Social organizations including Centro Asturiano and the Italian Club provided members with lifelong medical benefits, serving as the nation’s first managed health care systems. Residents ate Cuban sandwiches and drank cafe con leche at The Columbia, and watched the Tampa Smokers play baseball.

By 1929, 500 million cigars were produced in Ybor City’s 151 factories and contributed to a little more than half of the city’s revenue, says Chantal Ruilova Hevia, executive director of the Ybor City Museum Society. That monumental achievement earned Tampa its title Cigar Capital of the World.
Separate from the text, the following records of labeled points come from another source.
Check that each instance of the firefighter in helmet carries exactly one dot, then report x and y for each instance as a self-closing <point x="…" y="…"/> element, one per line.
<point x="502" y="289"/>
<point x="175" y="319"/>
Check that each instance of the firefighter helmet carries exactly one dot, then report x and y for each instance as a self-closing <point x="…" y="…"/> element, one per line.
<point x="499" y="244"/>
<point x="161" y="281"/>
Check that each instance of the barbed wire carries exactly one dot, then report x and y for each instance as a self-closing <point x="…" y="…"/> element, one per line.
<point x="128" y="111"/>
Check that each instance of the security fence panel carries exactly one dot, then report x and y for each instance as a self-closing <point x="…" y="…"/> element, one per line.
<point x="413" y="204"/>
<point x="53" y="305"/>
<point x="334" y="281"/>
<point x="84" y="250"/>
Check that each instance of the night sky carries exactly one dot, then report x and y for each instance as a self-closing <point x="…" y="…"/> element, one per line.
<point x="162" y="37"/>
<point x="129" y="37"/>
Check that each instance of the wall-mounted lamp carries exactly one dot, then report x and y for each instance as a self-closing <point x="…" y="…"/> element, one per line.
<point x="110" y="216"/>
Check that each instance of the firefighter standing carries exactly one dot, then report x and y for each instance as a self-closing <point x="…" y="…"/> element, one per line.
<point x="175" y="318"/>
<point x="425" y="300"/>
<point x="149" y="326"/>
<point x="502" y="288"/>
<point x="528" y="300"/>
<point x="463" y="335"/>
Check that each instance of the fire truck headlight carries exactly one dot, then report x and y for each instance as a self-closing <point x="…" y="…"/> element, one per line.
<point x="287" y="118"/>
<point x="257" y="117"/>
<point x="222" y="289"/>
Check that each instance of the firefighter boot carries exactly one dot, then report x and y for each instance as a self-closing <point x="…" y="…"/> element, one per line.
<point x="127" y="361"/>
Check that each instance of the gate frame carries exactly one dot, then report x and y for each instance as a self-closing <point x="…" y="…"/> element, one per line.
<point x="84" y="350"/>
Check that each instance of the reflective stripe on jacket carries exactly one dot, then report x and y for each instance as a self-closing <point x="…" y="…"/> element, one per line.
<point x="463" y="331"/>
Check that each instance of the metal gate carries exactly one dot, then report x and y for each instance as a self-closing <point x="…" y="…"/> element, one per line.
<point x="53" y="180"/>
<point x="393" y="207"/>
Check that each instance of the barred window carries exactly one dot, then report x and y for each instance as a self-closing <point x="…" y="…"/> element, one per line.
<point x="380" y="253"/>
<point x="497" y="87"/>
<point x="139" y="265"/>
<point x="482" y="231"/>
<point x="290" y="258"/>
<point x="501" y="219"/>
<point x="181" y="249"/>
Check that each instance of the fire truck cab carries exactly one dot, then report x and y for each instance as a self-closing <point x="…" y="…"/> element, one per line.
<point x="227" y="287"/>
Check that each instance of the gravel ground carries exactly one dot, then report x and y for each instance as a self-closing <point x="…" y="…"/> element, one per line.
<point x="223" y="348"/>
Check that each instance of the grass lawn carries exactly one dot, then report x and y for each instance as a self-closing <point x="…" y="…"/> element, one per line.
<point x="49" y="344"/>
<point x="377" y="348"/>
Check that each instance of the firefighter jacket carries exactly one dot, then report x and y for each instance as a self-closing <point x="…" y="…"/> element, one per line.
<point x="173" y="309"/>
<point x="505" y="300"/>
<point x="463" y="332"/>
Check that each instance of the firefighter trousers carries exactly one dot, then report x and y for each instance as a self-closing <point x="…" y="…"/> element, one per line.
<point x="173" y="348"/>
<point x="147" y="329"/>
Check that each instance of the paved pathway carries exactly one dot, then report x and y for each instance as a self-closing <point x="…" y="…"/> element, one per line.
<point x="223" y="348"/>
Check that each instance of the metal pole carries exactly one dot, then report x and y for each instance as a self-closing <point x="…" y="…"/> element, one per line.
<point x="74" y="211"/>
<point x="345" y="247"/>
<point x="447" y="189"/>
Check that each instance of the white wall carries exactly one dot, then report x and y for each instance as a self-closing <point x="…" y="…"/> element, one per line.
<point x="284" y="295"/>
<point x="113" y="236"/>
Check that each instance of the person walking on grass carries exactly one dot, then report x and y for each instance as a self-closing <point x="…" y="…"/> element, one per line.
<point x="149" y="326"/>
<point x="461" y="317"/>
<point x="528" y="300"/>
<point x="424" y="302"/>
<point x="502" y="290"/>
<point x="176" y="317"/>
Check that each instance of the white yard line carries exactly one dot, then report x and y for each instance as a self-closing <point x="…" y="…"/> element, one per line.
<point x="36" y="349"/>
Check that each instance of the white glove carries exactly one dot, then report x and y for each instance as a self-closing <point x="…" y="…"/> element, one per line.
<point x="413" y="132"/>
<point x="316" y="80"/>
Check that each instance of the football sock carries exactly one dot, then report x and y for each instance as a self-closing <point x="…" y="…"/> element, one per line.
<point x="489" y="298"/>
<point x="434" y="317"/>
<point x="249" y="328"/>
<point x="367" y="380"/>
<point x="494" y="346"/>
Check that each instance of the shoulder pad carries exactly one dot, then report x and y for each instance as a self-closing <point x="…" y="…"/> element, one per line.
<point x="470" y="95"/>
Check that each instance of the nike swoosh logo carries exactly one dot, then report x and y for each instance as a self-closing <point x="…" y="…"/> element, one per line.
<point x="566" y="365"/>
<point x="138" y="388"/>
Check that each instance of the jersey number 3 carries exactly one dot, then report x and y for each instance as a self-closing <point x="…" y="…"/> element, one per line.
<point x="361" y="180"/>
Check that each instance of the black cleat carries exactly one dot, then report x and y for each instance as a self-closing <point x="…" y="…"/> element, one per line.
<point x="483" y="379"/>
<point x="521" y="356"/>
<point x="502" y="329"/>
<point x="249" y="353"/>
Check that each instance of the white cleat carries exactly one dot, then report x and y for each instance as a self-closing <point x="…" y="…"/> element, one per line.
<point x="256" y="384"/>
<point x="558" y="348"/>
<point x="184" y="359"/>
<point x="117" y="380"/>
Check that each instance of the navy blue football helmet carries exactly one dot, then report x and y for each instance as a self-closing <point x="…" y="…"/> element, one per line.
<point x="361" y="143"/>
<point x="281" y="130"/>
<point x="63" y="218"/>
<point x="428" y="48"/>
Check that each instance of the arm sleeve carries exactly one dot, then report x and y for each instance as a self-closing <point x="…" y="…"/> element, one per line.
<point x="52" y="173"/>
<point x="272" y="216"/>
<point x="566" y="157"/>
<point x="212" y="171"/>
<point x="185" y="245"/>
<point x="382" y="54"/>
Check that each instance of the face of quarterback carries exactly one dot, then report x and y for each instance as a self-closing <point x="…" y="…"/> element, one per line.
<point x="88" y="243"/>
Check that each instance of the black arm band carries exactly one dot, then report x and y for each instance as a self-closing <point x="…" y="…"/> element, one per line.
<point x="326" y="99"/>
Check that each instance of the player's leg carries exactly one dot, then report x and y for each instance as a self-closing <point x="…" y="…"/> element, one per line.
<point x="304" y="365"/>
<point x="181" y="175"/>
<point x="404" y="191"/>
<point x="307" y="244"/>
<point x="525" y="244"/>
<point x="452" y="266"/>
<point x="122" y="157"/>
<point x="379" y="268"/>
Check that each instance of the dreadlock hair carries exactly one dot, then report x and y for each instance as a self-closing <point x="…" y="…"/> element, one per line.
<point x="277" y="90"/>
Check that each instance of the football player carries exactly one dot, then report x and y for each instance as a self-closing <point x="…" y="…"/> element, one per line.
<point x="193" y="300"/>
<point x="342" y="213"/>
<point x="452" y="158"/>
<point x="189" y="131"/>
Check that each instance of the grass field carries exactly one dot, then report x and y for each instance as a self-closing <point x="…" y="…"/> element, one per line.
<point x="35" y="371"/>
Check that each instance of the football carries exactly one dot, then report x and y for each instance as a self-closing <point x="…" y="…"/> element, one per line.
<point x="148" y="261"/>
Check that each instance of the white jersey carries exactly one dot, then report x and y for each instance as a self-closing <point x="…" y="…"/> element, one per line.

Today, the industry is credited with helping Ybor City become a National Historic Landmark District. Even some of the businesses born in the era are still around: The Columbia, La Segunda Bakery, La Gaceta and the social clubs, outliving the factories that gave them life.

Like many local cigar manufacturers, Fuente moved production of his grandfather’s famous cigars from the Tampa area to the Dominican Republic in 1980. Today, he has factories in four Latin American countries employing some 2,500 workers.

In 1996, Fuente partnered with J.C. Newman Cigar Co., a 114-year-old family operation led by its third-generation and the owners of Tampa’s only working cigar factory.

“We’re the last ones,” says executive vice president Bobby Newman from inside his office at 16th Street and Columbus Drive. “The last of the Mohicans.”

News of Hav-A-Tampa’s closing after 107 years in Tampa hit him hard.

Five hundred people will not have jobs. And yet another factory folds, in part, due to unfair taxation, he says. Federal and state tax increases went into effect April 1, almost doubling the price of some cigars and making it harder on manufacturers and retailers already suffering from a lackluster economy.

Hav-A-Tampa’s owner, Altadis USA, attributed most of its 30 percent drop in sales to the State Children’s Health Insurance Program or SCHIP, a federal tax that provides low-income children with health insurance.

“The government is meddling in our business,” Newman says, before taking a call from his mother.

John Oliva Sr. hopes his son, John Jr., will take over the 75-year-old Oliva Tobacco Co. someday, too, but he worries like everyone.

“It’s not just Hav-A-Tampa,” says the 67-year-old Oliva, whose father, Angel Sr., started the business. “Hav-A-Tampa is just the beginning. We have been affected astronomically since the April 1 tax.”

Sales are down 30 percent mainly because a guy buying an 80-cent cigar now has to pay $1.20 plus a markup, he says. “Now that’s a 50 percent increase.”

“It’s definitely affecting the business, it’s definitely affecting Tampa and it’s definitely going to affect Newman,” Oliva says.

But Tampa will always be Cigar City, he says.

“It’s history, and you can’t change history.”